« Porcherie », chant de résistance ou chant funèbre ?
C’est très bien que la jeunesse emmerde le Front national, mais ce serait encore mieux qu’elle l’empêche vraiment de nuire, depuis le temps qu’elle l’emmerde (1989, le concert de Bérurier noir à l’Olympia), même qu’elle n’est plus tout à fait jeune, tandis que le FN, lui, toujours égal à lui-même sous ses habits neufs, n’en finit pas de rajeunir et prospérer.
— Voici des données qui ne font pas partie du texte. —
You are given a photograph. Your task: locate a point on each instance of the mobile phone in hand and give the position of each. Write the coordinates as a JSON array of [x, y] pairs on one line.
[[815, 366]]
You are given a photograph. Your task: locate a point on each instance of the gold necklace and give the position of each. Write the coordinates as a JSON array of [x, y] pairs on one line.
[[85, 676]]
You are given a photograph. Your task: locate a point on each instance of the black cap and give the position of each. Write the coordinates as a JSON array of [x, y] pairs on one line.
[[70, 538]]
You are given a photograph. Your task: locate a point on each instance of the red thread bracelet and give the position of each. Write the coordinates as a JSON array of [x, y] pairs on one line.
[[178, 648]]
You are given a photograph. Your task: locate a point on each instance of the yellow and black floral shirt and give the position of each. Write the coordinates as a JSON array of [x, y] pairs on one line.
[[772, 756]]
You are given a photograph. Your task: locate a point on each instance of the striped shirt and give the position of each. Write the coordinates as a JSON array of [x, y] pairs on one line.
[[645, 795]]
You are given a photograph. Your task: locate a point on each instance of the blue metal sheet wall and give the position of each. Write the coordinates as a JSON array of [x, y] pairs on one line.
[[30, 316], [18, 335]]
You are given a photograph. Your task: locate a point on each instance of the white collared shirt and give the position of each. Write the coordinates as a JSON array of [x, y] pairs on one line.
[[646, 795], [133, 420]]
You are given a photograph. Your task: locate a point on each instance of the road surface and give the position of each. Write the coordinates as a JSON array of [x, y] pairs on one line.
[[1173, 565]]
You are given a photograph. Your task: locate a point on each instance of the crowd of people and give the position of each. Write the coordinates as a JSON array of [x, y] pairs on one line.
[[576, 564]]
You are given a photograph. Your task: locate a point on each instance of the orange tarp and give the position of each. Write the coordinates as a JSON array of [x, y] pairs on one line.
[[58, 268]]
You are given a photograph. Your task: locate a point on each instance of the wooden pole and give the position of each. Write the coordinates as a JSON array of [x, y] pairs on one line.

C’est bien joli d’emmerder le Front National en se trémoussant au rythme des incantations du chanteur des Bérus (« plus jamais de 20% pour le gros enculé de Le Pen ! », « Nous sommes de la dynamite ! »...), mais en attendant, et pendant que le temps passait et que la jeunesse continuait de se trémousser avec les Bérus et aux accents de Porcherie à Québec (2004) et ailleurs, la petite bête brune continuait à devenir grosse, si bien qu’aujourd’hui, il va falloir songer à actualiser les sous-titres de l’incantation – « plus jamais de 33% pour la fille du gros... etc. », et il n’y a pas de raison que ça s’arrête.
Alors il va peut-être falloir arrêter de considérer que tout ça va finir en chanson et se dire qu’au train où vont les choses, la jeunesse (y compris celle qui, entre-temps, est devenue un peu vieille) qui emmerde le Front national, eh bien, ledit Front national rebaptisé ne va pas tarder à s’en occuper sérieusement. Il va peut-être falloir songer à passer des incantations et du sautillement surplace, fût-il frénétique, à l’organisation. Le fascisme ne se combat pas en pogotant, même au cœur d’une manifestation – trois p’tits tours et puis s’en vont. Les fascistes, on ne leur fait pas barrage avec des urnes, la seule façon de s’en débarrasser est de les faire rentrer sous terre, dans les trous dont ils n’auraient jamais dû sortir. Et pour cela, il faut que se forme un peuple antifasciste (un peuple de la vie) pour de vrai – pas son simulacre façon Saturday night fever, à l’Olympia.